The extensive data need for the modeling of the relationship between machine setting parameters and quality parameters in injection molding is one of the main reasons why artificial neural networks are not yet broadly in use for process optimization. In this paper, different approaches of transfer learning with ANNs between different injection molding processes have been examined with the goal to reduce the necessary amount of data for model training. It has been determined that any applied transfer intensity for network-based induced transfer learning has a beneficial effect on the resulting model’s degree of determination and, hence, should be used to enhance the model quality for small available datasets. The transfer of a complete model with a subsequent retraining has been found to outperform all other approaches, especially no transfer at all as seen for the conventional approach. With 16 training samples from the target domain, an R2 value of 0.88 could be achieved on average. The conventional approach surpasses these results only with 24 training samples, which indicate a reduction of 33% necessary training data. An even higher reduction of training samples as a result can be seen when choosing a similar source domain: The model determination achieved using the 8 × 2 original models for a CM approach with 4 training data samples is only surpassed by the conventional training of an ANN when using at least 32 training samples. In comparison, this refers to a reduction of training data of 88%.
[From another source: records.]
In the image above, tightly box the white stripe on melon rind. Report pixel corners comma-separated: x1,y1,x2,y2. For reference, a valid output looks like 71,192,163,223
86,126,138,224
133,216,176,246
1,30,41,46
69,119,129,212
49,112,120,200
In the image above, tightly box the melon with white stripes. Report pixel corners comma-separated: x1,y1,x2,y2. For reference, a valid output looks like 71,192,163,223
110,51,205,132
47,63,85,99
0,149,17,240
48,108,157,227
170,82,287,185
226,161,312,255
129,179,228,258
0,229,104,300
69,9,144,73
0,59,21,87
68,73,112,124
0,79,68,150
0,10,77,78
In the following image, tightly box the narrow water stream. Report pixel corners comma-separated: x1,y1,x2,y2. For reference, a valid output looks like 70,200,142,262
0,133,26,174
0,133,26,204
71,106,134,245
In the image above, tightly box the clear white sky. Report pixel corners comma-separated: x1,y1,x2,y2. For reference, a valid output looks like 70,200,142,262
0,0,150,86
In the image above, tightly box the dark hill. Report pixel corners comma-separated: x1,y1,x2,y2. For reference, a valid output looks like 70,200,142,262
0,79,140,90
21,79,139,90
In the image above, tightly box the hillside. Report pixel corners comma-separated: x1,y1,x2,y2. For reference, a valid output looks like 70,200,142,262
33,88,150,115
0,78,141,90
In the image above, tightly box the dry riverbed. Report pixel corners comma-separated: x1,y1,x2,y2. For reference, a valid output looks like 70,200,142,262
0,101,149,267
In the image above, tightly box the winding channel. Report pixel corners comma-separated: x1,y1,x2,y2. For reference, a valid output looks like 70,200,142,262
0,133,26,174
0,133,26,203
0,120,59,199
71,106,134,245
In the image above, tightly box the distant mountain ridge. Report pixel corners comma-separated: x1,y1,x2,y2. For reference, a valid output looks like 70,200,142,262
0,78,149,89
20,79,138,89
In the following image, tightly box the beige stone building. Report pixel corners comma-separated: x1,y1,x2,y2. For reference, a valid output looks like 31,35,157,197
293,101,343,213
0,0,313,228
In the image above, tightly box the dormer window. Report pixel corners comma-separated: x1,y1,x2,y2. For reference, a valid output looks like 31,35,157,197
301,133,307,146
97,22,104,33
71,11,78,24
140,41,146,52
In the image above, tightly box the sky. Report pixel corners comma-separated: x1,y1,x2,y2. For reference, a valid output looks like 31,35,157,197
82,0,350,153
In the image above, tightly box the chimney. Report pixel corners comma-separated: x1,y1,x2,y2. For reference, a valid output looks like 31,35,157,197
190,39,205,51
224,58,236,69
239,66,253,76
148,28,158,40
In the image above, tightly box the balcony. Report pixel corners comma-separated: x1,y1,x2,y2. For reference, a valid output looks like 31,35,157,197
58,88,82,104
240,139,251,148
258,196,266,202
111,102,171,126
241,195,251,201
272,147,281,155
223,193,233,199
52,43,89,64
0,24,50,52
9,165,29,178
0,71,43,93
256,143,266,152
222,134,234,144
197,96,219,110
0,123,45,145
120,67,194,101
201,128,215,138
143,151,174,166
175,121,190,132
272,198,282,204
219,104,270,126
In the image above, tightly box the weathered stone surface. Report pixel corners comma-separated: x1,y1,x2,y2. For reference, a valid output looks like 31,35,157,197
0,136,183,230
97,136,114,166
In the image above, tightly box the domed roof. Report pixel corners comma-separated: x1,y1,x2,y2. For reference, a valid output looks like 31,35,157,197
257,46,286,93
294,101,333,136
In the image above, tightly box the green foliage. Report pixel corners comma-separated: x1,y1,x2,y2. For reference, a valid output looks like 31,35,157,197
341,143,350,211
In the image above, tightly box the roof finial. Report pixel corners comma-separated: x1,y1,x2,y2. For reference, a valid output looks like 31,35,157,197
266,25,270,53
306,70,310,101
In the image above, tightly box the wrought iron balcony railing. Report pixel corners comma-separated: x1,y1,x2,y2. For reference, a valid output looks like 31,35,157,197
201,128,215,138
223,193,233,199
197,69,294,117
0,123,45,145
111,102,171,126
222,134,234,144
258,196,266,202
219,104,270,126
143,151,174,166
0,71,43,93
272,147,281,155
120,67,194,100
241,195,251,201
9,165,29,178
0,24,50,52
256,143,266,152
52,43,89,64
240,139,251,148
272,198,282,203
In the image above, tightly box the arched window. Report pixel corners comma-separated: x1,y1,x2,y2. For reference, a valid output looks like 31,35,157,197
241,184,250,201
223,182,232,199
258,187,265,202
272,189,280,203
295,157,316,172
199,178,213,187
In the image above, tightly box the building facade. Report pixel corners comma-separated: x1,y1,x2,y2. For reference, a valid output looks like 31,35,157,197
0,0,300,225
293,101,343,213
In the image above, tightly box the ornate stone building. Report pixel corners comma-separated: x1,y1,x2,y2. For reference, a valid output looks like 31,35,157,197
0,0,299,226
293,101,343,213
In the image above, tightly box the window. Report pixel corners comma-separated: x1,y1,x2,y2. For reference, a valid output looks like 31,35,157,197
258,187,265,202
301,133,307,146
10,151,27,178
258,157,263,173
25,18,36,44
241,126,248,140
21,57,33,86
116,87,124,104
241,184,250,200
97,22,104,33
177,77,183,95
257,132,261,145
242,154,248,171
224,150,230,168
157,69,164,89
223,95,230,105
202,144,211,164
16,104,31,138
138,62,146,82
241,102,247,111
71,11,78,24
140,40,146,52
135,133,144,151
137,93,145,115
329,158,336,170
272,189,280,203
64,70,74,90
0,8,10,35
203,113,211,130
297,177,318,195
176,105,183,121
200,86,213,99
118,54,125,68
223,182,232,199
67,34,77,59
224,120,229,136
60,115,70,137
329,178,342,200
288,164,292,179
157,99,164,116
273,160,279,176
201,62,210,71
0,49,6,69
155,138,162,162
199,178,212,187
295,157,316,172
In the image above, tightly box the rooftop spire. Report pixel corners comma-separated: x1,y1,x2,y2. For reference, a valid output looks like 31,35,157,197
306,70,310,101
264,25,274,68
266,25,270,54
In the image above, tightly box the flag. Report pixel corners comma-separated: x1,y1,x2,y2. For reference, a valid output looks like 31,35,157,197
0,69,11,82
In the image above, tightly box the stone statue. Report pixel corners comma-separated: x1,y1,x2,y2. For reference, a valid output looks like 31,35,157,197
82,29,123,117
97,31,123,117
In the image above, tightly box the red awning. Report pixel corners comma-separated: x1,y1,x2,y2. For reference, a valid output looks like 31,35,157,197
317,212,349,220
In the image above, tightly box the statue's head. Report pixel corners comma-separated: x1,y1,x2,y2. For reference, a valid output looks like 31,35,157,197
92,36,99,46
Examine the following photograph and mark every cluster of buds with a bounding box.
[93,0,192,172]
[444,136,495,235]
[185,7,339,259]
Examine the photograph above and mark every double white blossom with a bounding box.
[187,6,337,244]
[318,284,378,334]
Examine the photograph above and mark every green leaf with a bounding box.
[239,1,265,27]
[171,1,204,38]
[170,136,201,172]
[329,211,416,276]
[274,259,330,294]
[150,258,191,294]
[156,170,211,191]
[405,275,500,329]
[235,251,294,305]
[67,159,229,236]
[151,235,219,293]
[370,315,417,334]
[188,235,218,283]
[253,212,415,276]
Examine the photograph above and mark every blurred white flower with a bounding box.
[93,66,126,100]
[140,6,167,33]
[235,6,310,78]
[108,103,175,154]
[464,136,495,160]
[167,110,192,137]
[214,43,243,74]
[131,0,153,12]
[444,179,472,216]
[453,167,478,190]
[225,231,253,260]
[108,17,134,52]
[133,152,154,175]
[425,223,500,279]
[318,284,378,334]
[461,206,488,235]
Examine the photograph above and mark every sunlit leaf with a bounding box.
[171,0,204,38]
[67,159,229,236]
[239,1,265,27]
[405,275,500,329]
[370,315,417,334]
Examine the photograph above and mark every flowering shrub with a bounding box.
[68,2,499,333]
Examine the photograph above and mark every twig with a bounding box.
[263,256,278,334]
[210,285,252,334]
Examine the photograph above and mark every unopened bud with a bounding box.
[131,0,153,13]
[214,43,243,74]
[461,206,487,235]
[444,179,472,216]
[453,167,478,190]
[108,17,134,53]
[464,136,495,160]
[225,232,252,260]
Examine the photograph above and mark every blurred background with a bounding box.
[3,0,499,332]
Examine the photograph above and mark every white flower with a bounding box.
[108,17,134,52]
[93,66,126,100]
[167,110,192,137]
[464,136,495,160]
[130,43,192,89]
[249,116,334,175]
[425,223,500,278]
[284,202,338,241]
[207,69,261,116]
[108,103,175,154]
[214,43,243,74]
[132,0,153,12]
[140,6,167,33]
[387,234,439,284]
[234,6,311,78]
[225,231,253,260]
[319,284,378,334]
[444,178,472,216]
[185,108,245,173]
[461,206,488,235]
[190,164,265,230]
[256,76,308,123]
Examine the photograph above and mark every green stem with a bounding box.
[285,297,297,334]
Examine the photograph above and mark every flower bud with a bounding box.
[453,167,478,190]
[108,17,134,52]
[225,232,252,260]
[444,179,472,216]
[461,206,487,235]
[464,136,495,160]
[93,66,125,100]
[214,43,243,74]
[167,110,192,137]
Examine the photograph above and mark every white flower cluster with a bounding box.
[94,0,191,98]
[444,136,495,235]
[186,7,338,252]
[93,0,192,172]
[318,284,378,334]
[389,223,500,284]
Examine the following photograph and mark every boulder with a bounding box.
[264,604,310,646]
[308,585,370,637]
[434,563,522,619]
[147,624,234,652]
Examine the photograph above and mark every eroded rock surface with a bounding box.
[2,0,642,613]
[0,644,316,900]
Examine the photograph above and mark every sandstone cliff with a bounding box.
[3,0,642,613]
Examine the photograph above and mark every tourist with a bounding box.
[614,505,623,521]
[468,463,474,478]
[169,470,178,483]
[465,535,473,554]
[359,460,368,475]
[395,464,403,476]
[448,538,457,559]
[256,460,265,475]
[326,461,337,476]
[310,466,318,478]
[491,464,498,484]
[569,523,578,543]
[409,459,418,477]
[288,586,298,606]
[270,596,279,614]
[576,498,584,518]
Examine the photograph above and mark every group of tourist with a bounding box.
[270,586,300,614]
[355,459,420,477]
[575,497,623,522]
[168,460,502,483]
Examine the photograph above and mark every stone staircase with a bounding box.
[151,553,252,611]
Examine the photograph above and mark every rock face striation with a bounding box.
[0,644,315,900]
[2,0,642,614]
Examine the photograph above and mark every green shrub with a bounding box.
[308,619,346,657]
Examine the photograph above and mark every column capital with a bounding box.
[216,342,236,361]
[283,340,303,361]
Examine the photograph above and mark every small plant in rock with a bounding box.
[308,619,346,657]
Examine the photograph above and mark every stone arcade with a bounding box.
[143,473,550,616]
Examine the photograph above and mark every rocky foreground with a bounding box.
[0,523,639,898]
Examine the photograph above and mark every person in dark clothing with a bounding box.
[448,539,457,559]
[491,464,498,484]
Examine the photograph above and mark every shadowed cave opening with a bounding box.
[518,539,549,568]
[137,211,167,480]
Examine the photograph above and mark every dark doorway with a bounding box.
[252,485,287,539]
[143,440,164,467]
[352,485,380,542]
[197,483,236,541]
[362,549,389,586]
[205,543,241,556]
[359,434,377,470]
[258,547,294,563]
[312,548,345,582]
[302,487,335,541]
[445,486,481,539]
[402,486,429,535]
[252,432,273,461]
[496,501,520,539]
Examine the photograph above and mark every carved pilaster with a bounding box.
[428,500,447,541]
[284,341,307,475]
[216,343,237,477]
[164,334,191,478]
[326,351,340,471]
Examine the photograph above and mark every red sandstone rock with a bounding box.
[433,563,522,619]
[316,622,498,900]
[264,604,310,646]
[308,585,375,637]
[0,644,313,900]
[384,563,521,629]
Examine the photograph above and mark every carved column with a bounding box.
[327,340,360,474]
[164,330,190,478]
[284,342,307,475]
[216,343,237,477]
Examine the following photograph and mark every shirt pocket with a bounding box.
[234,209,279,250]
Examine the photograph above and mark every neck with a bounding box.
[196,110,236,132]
However, the similarity of the injection molding processes cannot yet be determined regarding the transfer learning success. Even though the average wall thickness appears to be a relevant factor for the possible transfer learning success, further investigation has to be done: More geometrical parameters of the parts, the cavity and the mold have to be examined for correlations with the transfer learning success in order to receive an estimation if a source model is suitable for a specific target assignment. Other quality criteria such as warpage are expected to behave highly non-linear and will introduce further complexity into the system. The success of transfer learning between different, practically relevant quality criteria in injection molding has to be compared in additional experiments. Especially for transfer learning between part variations, it needs to be investigated, if the observations for transfer between parts with equal wall thickness can be confirmed. Furthermore, these results based on simulation data have to be validated for real experimental data. The impact of noise in experimental data, introduced by varying environmental conditions, material fluctuations, or inaccurate machine movements, needs to be evaluated regarding the transfer learning results. A real-world case study will be conducted based on the presented results and transfer learning strategy. Finally, material and machine influences could be equally or more relevant factors on the transferability of source models to a target assignment. Experiments need to be designed, in accordance to the test series with geometrically different parts, to identify and measure their impact.